Skubl’s predictive intelligence engine found it.
The Question Behind the Research
The starting point was a well-known piece of retail folklore. In 2012, Forbes reported that Target’s internal analytics team had identified a cluster of product purchases, unscented lotion, certain supplements, specific food items, that reliably predicted pregnancy among shoppers. In some cases, they knew before the shopper’s own family did.
The finding was striking. The methodology was never published. The story entered popular culture as a cautionary tale about corporate surveillance rather than a serious contribution to data science.
Skubl’s research team asked a different question: could this be done transparently, reproducibly, and at scale, using publicly available data, with a published methodology, and with ethics built into the architecture rather than bolted on afterwards?
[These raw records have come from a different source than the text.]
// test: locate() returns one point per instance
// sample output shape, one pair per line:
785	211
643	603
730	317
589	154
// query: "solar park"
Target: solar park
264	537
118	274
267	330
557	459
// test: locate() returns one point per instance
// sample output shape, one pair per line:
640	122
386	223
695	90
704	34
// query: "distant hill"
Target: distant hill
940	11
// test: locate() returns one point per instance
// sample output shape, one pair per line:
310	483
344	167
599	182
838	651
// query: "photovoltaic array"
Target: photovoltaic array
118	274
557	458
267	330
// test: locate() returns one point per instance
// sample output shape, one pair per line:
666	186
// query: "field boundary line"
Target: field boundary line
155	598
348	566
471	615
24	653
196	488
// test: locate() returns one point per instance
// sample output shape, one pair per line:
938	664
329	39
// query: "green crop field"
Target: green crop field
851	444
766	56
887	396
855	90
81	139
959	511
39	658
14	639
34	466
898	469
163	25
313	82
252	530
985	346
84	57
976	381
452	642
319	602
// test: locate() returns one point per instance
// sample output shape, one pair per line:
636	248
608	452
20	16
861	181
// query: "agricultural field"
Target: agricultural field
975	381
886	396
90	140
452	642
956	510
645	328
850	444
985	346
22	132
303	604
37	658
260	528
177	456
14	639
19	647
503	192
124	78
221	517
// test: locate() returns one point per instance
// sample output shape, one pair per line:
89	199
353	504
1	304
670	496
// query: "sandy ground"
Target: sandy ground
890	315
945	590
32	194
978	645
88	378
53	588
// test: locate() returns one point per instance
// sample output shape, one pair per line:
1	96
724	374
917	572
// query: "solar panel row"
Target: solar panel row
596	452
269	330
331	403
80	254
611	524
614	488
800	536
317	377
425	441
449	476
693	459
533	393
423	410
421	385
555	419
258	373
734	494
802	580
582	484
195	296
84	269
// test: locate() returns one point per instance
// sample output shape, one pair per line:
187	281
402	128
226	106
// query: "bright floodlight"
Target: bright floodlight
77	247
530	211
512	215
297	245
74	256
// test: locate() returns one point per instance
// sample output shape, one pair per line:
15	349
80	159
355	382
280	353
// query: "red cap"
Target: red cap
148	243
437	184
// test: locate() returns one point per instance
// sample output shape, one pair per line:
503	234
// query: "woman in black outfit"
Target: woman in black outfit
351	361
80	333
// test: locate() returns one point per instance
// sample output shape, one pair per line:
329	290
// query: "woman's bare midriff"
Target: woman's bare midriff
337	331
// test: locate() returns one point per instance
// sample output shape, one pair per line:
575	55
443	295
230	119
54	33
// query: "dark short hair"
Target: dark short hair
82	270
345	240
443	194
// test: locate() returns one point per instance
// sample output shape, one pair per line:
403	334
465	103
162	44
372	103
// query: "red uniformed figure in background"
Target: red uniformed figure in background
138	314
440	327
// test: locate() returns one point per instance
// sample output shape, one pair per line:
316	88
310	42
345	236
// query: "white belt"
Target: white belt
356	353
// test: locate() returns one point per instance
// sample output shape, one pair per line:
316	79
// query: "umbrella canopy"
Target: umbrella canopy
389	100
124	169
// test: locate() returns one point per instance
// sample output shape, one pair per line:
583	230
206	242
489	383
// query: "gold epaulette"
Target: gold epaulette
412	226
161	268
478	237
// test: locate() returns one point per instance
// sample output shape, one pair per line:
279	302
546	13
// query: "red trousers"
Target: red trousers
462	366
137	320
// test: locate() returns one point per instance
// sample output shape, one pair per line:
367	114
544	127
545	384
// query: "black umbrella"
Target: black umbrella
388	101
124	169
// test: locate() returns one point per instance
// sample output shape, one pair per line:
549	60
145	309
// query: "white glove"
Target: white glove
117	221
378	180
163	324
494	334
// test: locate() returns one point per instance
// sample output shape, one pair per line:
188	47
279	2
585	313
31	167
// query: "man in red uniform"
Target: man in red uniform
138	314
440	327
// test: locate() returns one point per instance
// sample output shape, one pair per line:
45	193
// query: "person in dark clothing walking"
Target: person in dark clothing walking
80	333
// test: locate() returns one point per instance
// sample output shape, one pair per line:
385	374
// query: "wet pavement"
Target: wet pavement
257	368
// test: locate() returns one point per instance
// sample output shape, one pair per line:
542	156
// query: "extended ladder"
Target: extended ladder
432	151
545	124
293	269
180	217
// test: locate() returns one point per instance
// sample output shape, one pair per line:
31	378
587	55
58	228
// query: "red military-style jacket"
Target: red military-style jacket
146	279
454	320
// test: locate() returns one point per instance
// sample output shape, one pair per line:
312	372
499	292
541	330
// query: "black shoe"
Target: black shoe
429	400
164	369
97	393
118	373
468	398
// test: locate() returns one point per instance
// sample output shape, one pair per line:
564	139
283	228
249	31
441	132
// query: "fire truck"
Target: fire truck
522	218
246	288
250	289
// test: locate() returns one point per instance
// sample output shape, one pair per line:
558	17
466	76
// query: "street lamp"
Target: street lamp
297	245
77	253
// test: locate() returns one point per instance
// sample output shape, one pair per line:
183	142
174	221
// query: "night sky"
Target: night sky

The answer, it turns out, is yes.
What the Basket Actually Reveals
Working with over 3.4 million grocery orders from the publicly available Instacart dataset — and training the model on a validated corpus of 1,000 labelled consumer records, Skubl’s engine identified a set of purchase signals that precede pregnancy with high predictive accuracy. The model achieved an AUC-ROC of 0.901: a strong result for any predictive classifier, and particularly significant given that it operates entirely on anonymised transaction sequences, with no access to demographic records, personal information, or post-hoc confirmation.
The signals themselves are revealing, not just statistically, but behaviourally.
The strongest early predictors are hormonally driven. Folic acid and prenatal vitamin purchases are the highest-weighted signals in the model, typically appearing eight to twelve weeks before any explicit pregnancy-related behaviour change. These are not conscious decisions to “announce” anything through the basket. They are instinctive responses to physiological signals the buyer may not yet have interpreted.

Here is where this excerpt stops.